Tar Heels' Defensive Struggles Continue in Loss to Cal - But There’s Still Time to Right the Ship
North Carolina came into Saturday’s matchup at Cal with a clear mission: tighten up the perimeter defense. After three straight games of watching opponents light them up from deep - including a 10-for-16 second-half barrage by Stanford - the Tar Heels knew the script had to change.
Instead, it played out like a bad sequel.
Less than two minutes into the game, Cal buried its first open three. Then another.
And then another. By halftime, the Bears had hit 10 of their 16 attempts from beyond the arc and dropped 54 points in the opening 20 minutes.
The No. 14 Tar Heels found themselves in a 17-point hole, and despite a furious second-half push, they couldn’t dig out of it, falling 84-78 in Berkeley.

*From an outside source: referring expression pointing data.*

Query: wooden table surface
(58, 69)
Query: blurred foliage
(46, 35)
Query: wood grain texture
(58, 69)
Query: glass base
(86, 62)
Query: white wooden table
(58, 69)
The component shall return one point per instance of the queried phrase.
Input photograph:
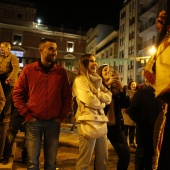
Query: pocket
(93, 129)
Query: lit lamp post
(39, 21)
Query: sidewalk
(66, 139)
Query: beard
(50, 58)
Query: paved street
(68, 152)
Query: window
(17, 40)
(70, 46)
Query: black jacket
(144, 110)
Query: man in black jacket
(144, 110)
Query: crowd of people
(40, 97)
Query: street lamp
(39, 21)
(152, 50)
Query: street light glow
(39, 21)
(152, 50)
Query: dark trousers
(15, 125)
(165, 149)
(130, 130)
(144, 158)
(118, 140)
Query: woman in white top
(91, 95)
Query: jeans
(118, 140)
(35, 132)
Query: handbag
(93, 126)
(161, 76)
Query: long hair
(83, 70)
(99, 71)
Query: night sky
(75, 15)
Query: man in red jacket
(43, 96)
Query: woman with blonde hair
(116, 133)
(92, 97)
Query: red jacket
(41, 95)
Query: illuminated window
(70, 46)
(19, 54)
(17, 40)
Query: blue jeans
(118, 140)
(35, 132)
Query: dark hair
(99, 71)
(83, 69)
(83, 64)
(131, 83)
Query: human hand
(57, 120)
(8, 80)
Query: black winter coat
(144, 110)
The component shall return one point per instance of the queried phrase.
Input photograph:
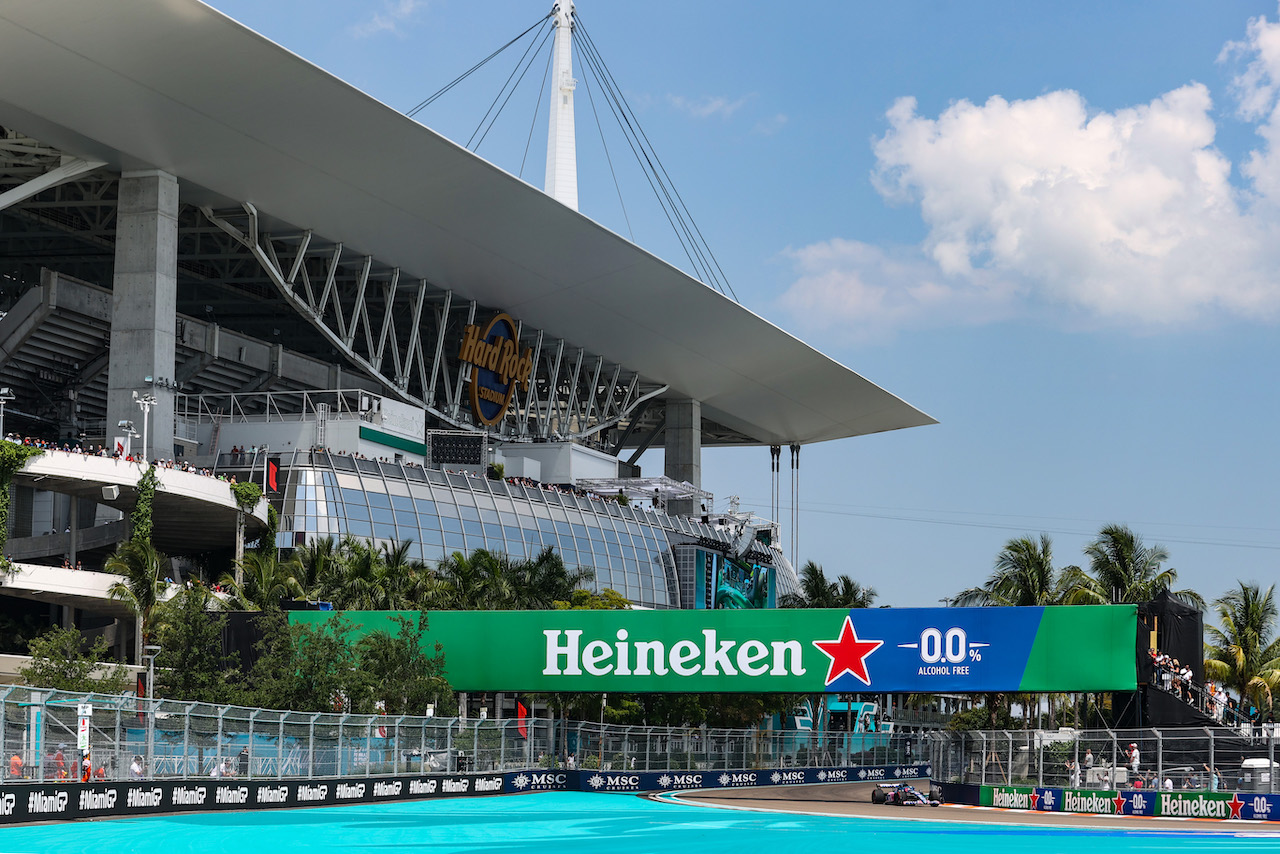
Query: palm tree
(144, 584)
(483, 580)
(1024, 575)
(544, 580)
(817, 592)
(264, 581)
(410, 581)
(853, 594)
(1243, 652)
(315, 560)
(364, 579)
(1125, 571)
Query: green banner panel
(787, 651)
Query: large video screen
(726, 584)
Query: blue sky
(1054, 227)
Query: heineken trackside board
(1084, 648)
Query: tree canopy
(818, 592)
(1242, 652)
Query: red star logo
(848, 654)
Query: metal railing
(132, 736)
(1203, 758)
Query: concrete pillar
(684, 450)
(74, 530)
(144, 306)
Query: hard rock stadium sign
(497, 365)
(781, 651)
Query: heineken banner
(1086, 648)
(1129, 802)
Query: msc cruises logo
(497, 364)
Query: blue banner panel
(1047, 800)
(1139, 803)
(1264, 808)
(936, 649)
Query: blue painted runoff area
(584, 822)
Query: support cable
(480, 141)
(467, 73)
(636, 150)
(721, 279)
(604, 145)
(538, 105)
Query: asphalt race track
(855, 799)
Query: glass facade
(629, 548)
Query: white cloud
(871, 292)
(389, 18)
(1127, 217)
(771, 126)
(707, 106)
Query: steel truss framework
(405, 334)
(342, 306)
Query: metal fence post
(251, 716)
(342, 722)
(448, 747)
(222, 721)
(1160, 759)
(1212, 766)
(1115, 754)
(1271, 758)
(117, 761)
(186, 739)
(311, 745)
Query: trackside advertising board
(1173, 804)
(785, 651)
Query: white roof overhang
(177, 86)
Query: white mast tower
(561, 146)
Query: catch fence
(164, 739)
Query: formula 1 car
(903, 794)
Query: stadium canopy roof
(178, 86)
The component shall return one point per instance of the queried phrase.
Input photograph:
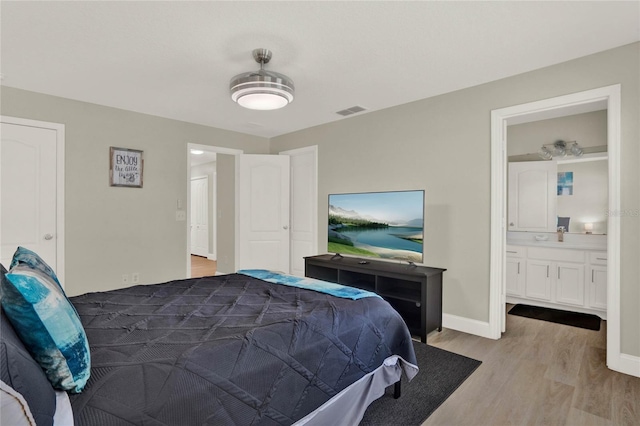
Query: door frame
(609, 97)
(293, 154)
(210, 148)
(60, 152)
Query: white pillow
(14, 410)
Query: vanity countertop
(550, 240)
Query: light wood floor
(539, 373)
(202, 267)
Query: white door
(28, 194)
(200, 216)
(532, 196)
(304, 206)
(263, 212)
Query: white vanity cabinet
(532, 196)
(516, 270)
(569, 279)
(538, 281)
(597, 280)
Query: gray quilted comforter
(227, 350)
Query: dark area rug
(441, 372)
(574, 319)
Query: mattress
(228, 350)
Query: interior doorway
(604, 98)
(201, 163)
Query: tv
(385, 225)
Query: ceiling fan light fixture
(262, 90)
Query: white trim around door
(60, 141)
(609, 98)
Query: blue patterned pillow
(24, 256)
(49, 326)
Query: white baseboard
(466, 325)
(627, 364)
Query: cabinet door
(598, 287)
(532, 196)
(538, 282)
(515, 276)
(570, 283)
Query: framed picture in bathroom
(565, 183)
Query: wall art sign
(125, 167)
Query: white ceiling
(175, 59)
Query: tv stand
(414, 291)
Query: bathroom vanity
(569, 275)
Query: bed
(234, 350)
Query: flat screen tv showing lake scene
(385, 225)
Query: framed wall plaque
(125, 167)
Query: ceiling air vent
(352, 110)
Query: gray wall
(442, 144)
(112, 231)
(588, 129)
(226, 211)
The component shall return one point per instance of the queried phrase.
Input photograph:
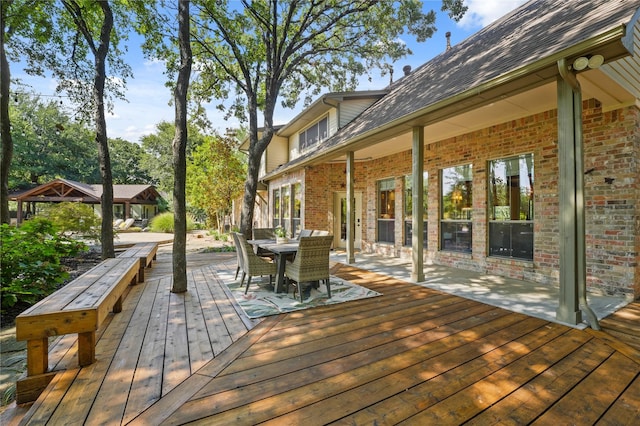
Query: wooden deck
(413, 355)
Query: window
(408, 209)
(287, 208)
(511, 207)
(386, 211)
(276, 208)
(456, 201)
(297, 208)
(314, 134)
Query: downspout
(570, 78)
(337, 107)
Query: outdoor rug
(261, 301)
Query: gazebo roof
(60, 190)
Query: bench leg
(117, 307)
(141, 273)
(37, 356)
(86, 348)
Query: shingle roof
(539, 29)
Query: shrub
(30, 257)
(74, 219)
(164, 223)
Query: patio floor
(415, 355)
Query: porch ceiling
(595, 84)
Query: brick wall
(612, 150)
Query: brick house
(514, 153)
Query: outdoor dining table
(282, 252)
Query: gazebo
(129, 201)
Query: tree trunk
(179, 152)
(106, 234)
(5, 125)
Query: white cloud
(483, 12)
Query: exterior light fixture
(591, 62)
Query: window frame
(511, 216)
(456, 223)
(385, 226)
(408, 210)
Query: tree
(94, 23)
(215, 177)
(48, 144)
(21, 21)
(256, 52)
(159, 153)
(180, 151)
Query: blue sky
(148, 98)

The game wasn’t just about missed assignments - it was about a pattern that’s become hard to ignore. In their last four games, UNC has allowed 70 made threes. That’s not just a stat; it’s a red flag.
“It’s not just the end result - ‘Oh, they hit a three,’” head coach Hubert Davis said postgame. “It’s why.
And that’s where we’ve got to look - awareness, the scouting report, closeouts, rotations. That stuff has to get better, consistently.”
Davis isn’t wrong. In the first half, UNC’s defense looked out of sync.
Rotations were late, communication on ball screens was lacking, and Cal took full advantage. The Bears didn’t just shoot well - they shot comfortably.
Too many of their attempts were uncontested, and the Tar Heels’ inability to adjust early put them in a deep hole.
Freshman guard Derek Dixon, who made his first career start, pointed to the basics.
“Some of it is communication,” Dixon said. “Some of it is just one-on-one defense.
When they drive, guys have to help, but we were leaving shooters open. Not talking on screens - just effort, overall.”
UNC did try to mix things up with a zone, but even that didn’t stick. For a zone to work, communication has to be sharp.
And right now, that’s not where this team is defensively. Dixon noted that they’ve been working more on the zone in practice lately, trying to give opponents a different look, but it’s clearly still a work in progress.
Still, the second half showed signs of life.
Led by a more vocal group - including senior captains Seth Trimble and Elijah Davis, as well as freshman standout Caleb Wilson - the Tar Heels brought a different energy after halftime. They opened the half with purpose, finally showing the defensive intensity that had been missing for weeks. Then came the full-court press, and with it, a 20-5 run that made things interesting late.
That second-half version of UNC looked a lot more like the team that was once one of the ACC’s top defensive units. They forced turnovers, closed out better, and played with the kind of urgency that had been absent in recent games.
“These last three games, I don’t know why we’ve been so bad defensively,” Trimble said. “We know that’s not who we are.
We’ve shown it. But that second half, we were able to crawl out of the deep struggles we’ve been in and be us.”
Trimble’s been through the highs and lows in Chapel Hill. After the game, he wasn’t panicked - he was measured. He brought up the 2017 team that started ACC play with two losses and still went on to win a national championship.
“We’re in a familiar position as them,” he said. “And they were able to persevere and have that outcome that every team aspires to have.
I’m not worried. I think guys after today really realized this has to change.
And I think it will.”
There’s still time. This was just the fifth game of conference play.
But the margin for error is shrinking, and the defensive issues - especially guarding the three - are no longer just a rough patch. They’re a trend.
If UNC wants to make a deep run this season, it starts with getting back to the defensive identity that’s defined some of the program’s best teams. Saturday’s second half was a step in that direction. Now, it’s about making that the standard, not the exception.